Cystatin C Plus Creatinine Improves Estimation of GFR

An equation adding data on cystatin C to serum creatinine improves accuracy in estimating GFR, reports an article in the New England Journal of Medicine.

The Chronic Kidney Disease Epidemiology Collaboration study included data on more than 5352 individuals enrolled in 13 studies. The researchers developed equations for estimating GFR based on cystatin C alone and cystatin C plus standardized creatinine. The equations were validated in a set of 1119 participants from five studies who had undergone GFR measurement.

Compared with equations using either creatinine or cystatin C, the combined equation provided better performance in estimating GFR. Although bias was similar between the three equations, precision was higher with the combined cystatin C–creatinine equation. The interquartile range of the difference between estimated and measured GFR was 13.4 mL/min/1.73 m2 with the combined equation, compared with 15.4 mL/min/1.73 m2 with the creatinine equation and 16.4 mL/min/1.73 m2 with the cystatin C equation.

The combined equation also offered increased accuracy and improved classification of chronic kidney disease (CKD).
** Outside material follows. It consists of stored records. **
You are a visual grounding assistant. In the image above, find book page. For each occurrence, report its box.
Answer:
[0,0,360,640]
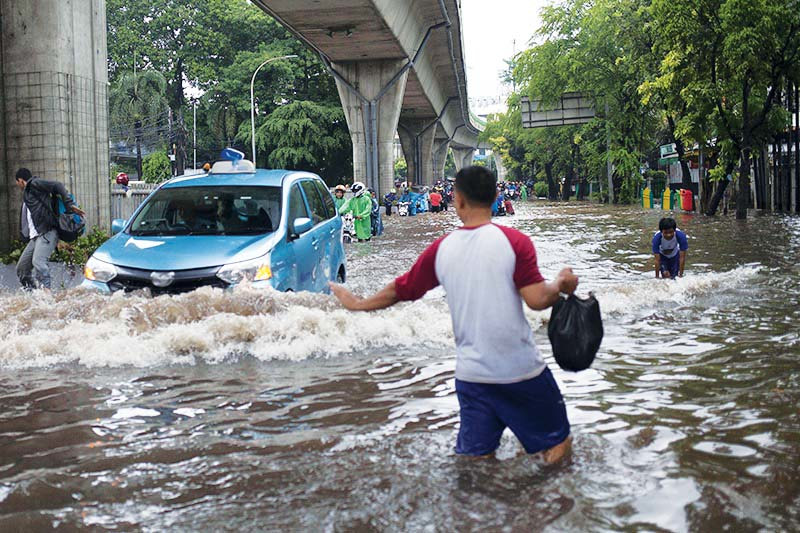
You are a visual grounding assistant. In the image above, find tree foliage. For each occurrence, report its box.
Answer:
[108,71,167,176]
[483,0,800,216]
[107,0,352,179]
[142,151,172,183]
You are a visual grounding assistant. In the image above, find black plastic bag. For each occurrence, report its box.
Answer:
[547,293,603,372]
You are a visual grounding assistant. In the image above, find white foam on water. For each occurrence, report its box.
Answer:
[0,287,452,368]
[0,265,759,368]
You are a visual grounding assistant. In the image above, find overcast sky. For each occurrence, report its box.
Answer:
[461,0,550,98]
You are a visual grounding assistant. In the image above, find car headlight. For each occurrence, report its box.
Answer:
[217,254,272,284]
[83,256,117,283]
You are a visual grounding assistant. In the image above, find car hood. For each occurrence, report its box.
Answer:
[94,233,276,270]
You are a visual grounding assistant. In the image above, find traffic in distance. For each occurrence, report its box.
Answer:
[82,159,346,295]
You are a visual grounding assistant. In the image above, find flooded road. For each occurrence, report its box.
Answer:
[0,204,800,531]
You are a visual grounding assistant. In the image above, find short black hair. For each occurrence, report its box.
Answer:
[456,166,497,207]
[17,167,32,183]
[658,217,678,231]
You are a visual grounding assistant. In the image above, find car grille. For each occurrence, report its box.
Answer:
[108,266,229,296]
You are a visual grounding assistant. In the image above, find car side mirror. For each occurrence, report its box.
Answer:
[111,218,127,235]
[292,217,314,239]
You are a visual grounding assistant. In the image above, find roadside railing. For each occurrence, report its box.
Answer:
[111,182,158,220]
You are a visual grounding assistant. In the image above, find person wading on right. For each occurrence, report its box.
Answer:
[653,217,689,279]
[16,168,86,289]
[330,167,578,463]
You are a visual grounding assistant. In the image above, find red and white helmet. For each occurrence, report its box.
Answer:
[350,181,367,198]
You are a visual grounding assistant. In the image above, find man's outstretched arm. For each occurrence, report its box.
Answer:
[329,281,399,311]
[519,268,578,311]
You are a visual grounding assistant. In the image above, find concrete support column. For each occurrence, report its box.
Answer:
[397,120,437,185]
[333,60,408,196]
[453,148,475,172]
[432,139,450,185]
[0,0,110,249]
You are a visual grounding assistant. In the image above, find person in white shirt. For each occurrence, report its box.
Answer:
[331,166,578,462]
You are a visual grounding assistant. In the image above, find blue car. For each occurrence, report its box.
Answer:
[82,161,346,295]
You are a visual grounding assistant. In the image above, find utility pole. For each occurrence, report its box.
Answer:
[606,96,614,205]
[192,98,197,170]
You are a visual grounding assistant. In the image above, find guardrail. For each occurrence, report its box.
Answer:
[111,183,158,220]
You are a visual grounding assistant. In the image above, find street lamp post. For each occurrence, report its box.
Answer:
[250,54,297,165]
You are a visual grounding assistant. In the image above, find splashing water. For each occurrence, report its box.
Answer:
[0,204,800,531]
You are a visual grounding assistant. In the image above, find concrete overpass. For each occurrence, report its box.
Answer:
[0,0,110,250]
[253,0,479,194]
[0,0,478,251]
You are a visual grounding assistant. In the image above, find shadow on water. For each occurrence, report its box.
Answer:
[0,204,800,531]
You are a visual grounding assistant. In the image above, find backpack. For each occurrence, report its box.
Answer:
[53,194,86,242]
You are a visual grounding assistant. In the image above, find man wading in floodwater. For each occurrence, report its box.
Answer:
[653,217,689,279]
[331,167,578,463]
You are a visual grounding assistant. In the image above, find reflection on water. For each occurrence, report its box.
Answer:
[0,204,800,531]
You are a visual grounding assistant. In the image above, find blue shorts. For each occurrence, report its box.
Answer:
[456,368,569,455]
[659,253,681,278]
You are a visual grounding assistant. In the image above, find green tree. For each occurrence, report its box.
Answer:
[513,0,660,201]
[107,0,352,179]
[653,0,800,218]
[108,71,167,176]
[394,157,408,181]
[240,101,352,185]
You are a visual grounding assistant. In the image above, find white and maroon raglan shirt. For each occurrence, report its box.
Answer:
[395,224,545,383]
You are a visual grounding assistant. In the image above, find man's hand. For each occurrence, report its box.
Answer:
[328,281,397,311]
[328,281,361,311]
[556,267,578,294]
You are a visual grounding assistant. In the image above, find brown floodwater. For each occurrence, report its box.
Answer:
[0,203,800,531]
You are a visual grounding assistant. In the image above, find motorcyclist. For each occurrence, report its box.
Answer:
[333,184,347,214]
[339,181,372,241]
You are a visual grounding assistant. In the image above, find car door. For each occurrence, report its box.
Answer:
[287,183,319,291]
[314,180,344,281]
[300,180,331,292]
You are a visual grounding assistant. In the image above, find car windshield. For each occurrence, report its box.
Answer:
[129,186,281,236]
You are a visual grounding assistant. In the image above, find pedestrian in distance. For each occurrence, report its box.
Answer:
[653,217,689,279]
[367,189,383,237]
[16,168,86,289]
[330,166,578,463]
[383,189,397,217]
[430,189,442,213]
[333,184,347,209]
[339,181,372,242]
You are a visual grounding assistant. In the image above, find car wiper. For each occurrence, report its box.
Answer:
[131,229,164,237]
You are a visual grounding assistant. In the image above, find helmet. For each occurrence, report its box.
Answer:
[350,181,367,198]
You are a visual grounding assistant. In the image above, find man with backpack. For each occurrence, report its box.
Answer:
[16,168,86,289]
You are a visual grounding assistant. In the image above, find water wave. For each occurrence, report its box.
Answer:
[0,265,759,368]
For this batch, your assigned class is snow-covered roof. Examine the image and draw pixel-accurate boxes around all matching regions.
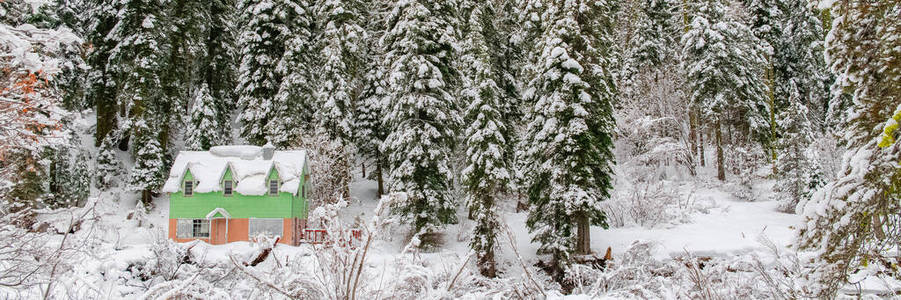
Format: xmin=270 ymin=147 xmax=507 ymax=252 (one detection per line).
xmin=162 ymin=146 xmax=309 ymax=195
xmin=206 ymin=207 xmax=232 ymax=219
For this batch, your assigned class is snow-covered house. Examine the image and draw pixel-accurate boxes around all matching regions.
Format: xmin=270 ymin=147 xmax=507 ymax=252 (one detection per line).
xmin=163 ymin=144 xmax=311 ymax=245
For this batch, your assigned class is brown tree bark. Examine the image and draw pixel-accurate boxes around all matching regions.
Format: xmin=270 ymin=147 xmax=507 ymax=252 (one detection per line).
xmin=478 ymin=249 xmax=497 ymax=278
xmin=713 ymin=120 xmax=726 ymax=181
xmin=375 ymin=151 xmax=385 ymax=197
xmin=576 ymin=214 xmax=591 ymax=255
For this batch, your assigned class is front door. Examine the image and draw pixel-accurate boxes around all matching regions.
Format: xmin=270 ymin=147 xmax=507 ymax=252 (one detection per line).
xmin=210 ymin=219 xmax=228 ymax=245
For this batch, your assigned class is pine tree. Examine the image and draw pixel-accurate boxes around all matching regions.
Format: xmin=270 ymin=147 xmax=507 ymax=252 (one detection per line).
xmin=85 ymin=0 xmax=118 ymax=146
xmin=776 ymin=0 xmax=828 ymax=125
xmin=630 ymin=0 xmax=679 ymax=71
xmin=185 ymin=83 xmax=225 ymax=150
xmin=203 ymin=0 xmax=239 ymax=128
xmin=682 ymin=0 xmax=771 ymax=180
xmin=94 ymin=135 xmax=123 ymax=190
xmin=109 ymin=0 xmax=171 ymax=150
xmin=352 ymin=1 xmax=390 ymax=195
xmin=381 ymin=0 xmax=461 ymax=249
xmin=316 ymin=0 xmax=367 ymax=144
xmin=264 ymin=0 xmax=319 ymax=147
xmin=520 ymin=1 xmax=616 ymax=279
xmin=129 ymin=119 xmax=166 ymax=206
xmin=236 ymin=0 xmax=309 ymax=146
xmin=797 ymin=0 xmax=901 ymax=298
xmin=44 ymin=143 xmax=91 ymax=208
xmin=462 ymin=3 xmax=511 ymax=277
xmin=773 ymin=83 xmax=824 ymax=213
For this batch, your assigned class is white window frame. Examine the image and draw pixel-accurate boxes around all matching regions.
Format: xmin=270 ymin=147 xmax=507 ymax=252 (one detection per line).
xmin=182 ymin=180 xmax=196 ymax=197
xmin=266 ymin=179 xmax=279 ymax=196
xmin=222 ymin=180 xmax=235 ymax=197
xmin=247 ymin=218 xmax=285 ymax=239
xmin=175 ymin=219 xmax=211 ymax=239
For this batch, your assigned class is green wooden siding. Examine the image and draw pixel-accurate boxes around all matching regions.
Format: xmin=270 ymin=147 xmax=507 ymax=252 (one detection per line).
xmin=169 ymin=166 xmax=309 ymax=219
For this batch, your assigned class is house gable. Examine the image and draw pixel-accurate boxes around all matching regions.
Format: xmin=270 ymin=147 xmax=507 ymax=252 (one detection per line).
xmin=163 ymin=146 xmax=309 ymax=219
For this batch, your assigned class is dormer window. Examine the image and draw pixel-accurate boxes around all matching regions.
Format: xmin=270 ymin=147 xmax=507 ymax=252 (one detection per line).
xmin=222 ymin=180 xmax=234 ymax=196
xmin=269 ymin=179 xmax=278 ymax=196
xmin=185 ymin=180 xmax=194 ymax=196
Among participants with a creatinine-based estimated GFR of 45–74 mL/min/1.73 m2, the net reclassification index for the presence of CKD (60 mL/min/1.73 m2) was 19.4 percent. Among those with an estimated GFR of 45–59 mL/min/1.73 m2, the combined equations correctly reclassified 16.9 percent of participants as not having CKD.

The combined equation based on standardized creatinine and cystatin C offers better performance in estimating GFR, and it may also improve the classification of patients with CKD. The researchers write, “The new equations represent an advance over currently available equations across the range of GFR and in relevant subgroups.” [Inker LA, et al. Estimating glomerular filtration rate from serum creatinine and cystatin C. N Engl J Med 2012; 367:20–29].